More miscellany Parts One & Two (Evolution)

by dhw, Sunday, August 18, 2024, 10:35 (29 days ago) @ David Turell

“De novo” (The Cambrian)

dhw: We have long since agreed that he [Darwin] was wrong to insist that nature never “jumps”, although there is no doubt that much of evolution was a gradual process, as organs and organisms complexified. The eye and the brain are good examples.

DAVID: The eye and brain are not good examples. Cambrian eyes are really de novo as are their brains.

dhw: Even that is questionable, but I'm referring to the gradual development of eyes and brains from the first “primitive” forms to those of today.

DAVID: Yikes!!! Show me one early eye form in the Ediacaran? Well!

Organs/organisms continued to evolve DURING the Cambrian. Anyway. Have a look at this:
Evolution of the eye | New Scientist

New Scientist
https://www.newscientist.com › definition › evolution-o...

"The key to the puzzle, Darwin said, was to find eyes of intermediate complexity in the animal kingdom that would demonstrate a possible path from simple to sophisticated.
Those intermediate forms have now been found. According to evolutionary biologists, it would have taken less than half a million years for the most rudimentary eye to evolve into a complex “camera” eye like ours.
The first step is to evolve light-sensitive cells. This appears to be a trivial matter. Many single-celled organisms have eyespots made of light-sensitive pigments. Some can even swim towards or away from light. Such rudimentary light-sensing abilities confer an obvious survival advantage.
The next step was for multicellular organisms to concentrate their light-sensitive cells into a single location.
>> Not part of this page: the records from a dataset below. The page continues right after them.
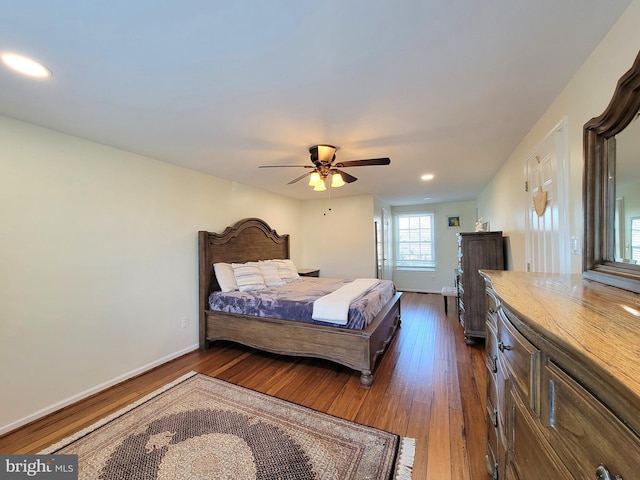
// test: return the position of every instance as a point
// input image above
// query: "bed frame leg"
(366, 378)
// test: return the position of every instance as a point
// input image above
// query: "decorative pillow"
(248, 277)
(269, 271)
(285, 272)
(226, 277)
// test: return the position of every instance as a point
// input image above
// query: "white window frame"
(429, 263)
(634, 244)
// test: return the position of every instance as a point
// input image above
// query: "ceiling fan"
(323, 158)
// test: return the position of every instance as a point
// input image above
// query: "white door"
(547, 239)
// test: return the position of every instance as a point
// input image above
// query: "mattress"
(294, 301)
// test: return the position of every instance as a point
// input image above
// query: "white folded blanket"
(334, 307)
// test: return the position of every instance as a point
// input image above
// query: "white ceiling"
(448, 87)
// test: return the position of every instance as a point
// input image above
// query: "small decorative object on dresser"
(308, 272)
(476, 250)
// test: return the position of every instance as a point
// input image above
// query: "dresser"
(477, 250)
(563, 389)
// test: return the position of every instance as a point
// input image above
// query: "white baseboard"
(98, 388)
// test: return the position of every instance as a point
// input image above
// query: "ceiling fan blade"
(364, 163)
(295, 180)
(278, 166)
(345, 176)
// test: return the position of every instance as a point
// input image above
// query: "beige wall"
(503, 201)
(98, 262)
(338, 236)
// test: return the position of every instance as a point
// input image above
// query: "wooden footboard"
(357, 349)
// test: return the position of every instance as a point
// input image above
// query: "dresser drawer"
(521, 360)
(491, 349)
(492, 310)
(586, 432)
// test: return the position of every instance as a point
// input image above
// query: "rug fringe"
(66, 441)
(406, 458)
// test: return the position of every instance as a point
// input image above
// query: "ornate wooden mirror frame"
(599, 196)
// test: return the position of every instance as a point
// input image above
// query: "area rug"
(200, 427)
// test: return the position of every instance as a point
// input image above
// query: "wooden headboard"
(249, 240)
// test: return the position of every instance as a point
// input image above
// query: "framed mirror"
(611, 188)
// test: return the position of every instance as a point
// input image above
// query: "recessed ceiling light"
(25, 65)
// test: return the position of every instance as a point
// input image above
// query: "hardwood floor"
(429, 385)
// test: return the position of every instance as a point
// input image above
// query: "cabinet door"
(530, 454)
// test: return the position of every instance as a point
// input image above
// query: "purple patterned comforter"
(294, 301)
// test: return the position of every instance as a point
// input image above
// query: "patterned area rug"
(200, 427)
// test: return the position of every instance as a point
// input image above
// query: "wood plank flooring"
(429, 385)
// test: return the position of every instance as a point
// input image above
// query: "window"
(415, 240)
(635, 239)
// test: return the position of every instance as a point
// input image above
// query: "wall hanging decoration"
(540, 198)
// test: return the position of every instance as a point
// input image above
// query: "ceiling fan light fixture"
(325, 153)
(321, 187)
(337, 180)
(25, 65)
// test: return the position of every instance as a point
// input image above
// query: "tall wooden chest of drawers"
(476, 250)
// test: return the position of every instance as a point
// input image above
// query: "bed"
(252, 240)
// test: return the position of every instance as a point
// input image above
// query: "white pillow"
(269, 271)
(225, 276)
(293, 268)
(248, 277)
(285, 272)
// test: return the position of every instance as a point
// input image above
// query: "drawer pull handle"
(603, 474)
Patches of photosensitive cells were probably common long before the Cambrian, allowing early animals to detect light and sense what direction it was coming from. Such rudimentary visual organs are still used by jellyfish and flatworms and other primitive groups, and are clearly better than nothing
."


99.9% versus 0.1%

DAVID: The Raup numbers are overall statistics for all of evolution lumped together. Stop over-interpreting them.

It is you who overinterpreted them by insisting that your God HAD to design and cull the irrelevant 99.9% in order to “produce” the 0.1%. You have agreed that the 99.9% did NOT produce the current 0.1%, because species that had no descendants can’t have produced descendants!!! For example, only 4 out of 700 dinosaurs produced ancestors of current species. The 696 were therefore irrelevant to your version of your God’s purpose. Hence your ridicule of his method as “imperfect” and “inefficient”, though you refuse to accept that your theory might be wrong.

Insect gap

DAVID: […] All of ID theory is information must be supplied from outside the system. Your obvious lack of understanding how complex living biochemistry happened to be causes your attitude.

dhw: ID has become synonymous with the notion of God the designer, and so of course he is outside the system he created. But whether he exists or not, if intelligent cells do their own designing, then the designing will have been done from inside the system. Your prejudice against Shapiro’s theory and your adherence to your own schizophrenic beliefs “cause your attitude”.

DAVID: Yes, I have attitude. Shapiro's theory is pure conjecture based on what bacteria can do, which system is not carried on now.

There is no new speciation at the moment. We are going through a period of stasis. Meanwhile, David Turell’s theory is pure conjecture based on his wishes: “First I choose a God I wish to believe in. The rest follows.

Plant controls (now “cellular intelligence”)

dhw: Whether that intelligence is powerful enough IN SOME SPECIES to allow for further speciation is a moot point, but that is why I say you are on the verge of accepting Shapiro’s theory. Acknowledgement of intelligence is a very big step in that direction. So too is acknowledgement that there are different degrees of intelligence. Some cell communities cannot go beyond devising means of survival. Comparatively few will be able to innovate. We can see an analogy in humans: not many of us have creative, innovative intelligence. But it only takes a few to create whole new industries/species.

DAVID: It is only your view, not mine.

You have already agreed that all forms of life show some sort of intelligence. Please tell us exactly what you disagree with.

The universe

QUOTE: "Today, there are between 6-20 trillion galaxies in the Universe.
bbb"Most stars exist within Milky Way-like galaxies, but most galaxies aren’t like ours.
(DAVID’s bold)

DAVID: the universe is massive, but our galaxy stands out. That difference led to the ability for our Earth to form. Viewed from a standpoint of design, it shows purposeful planning to reach some specialized galaxies that could contain the Earth. dhw wonders why God made the universe so big. I don't know, but as part of God's planning I just accept it as required.

There are still billions of them. This is one of the factors that make it so hard to believe in a single, sourceless mind, let alone one that “creates” such unimaginable numbers of heavenly bodies in order to produce one species and its food. It requires as much blind faith as that of the atheist who believes that the still unfathomable complexities of life can be engineered by sheer chance.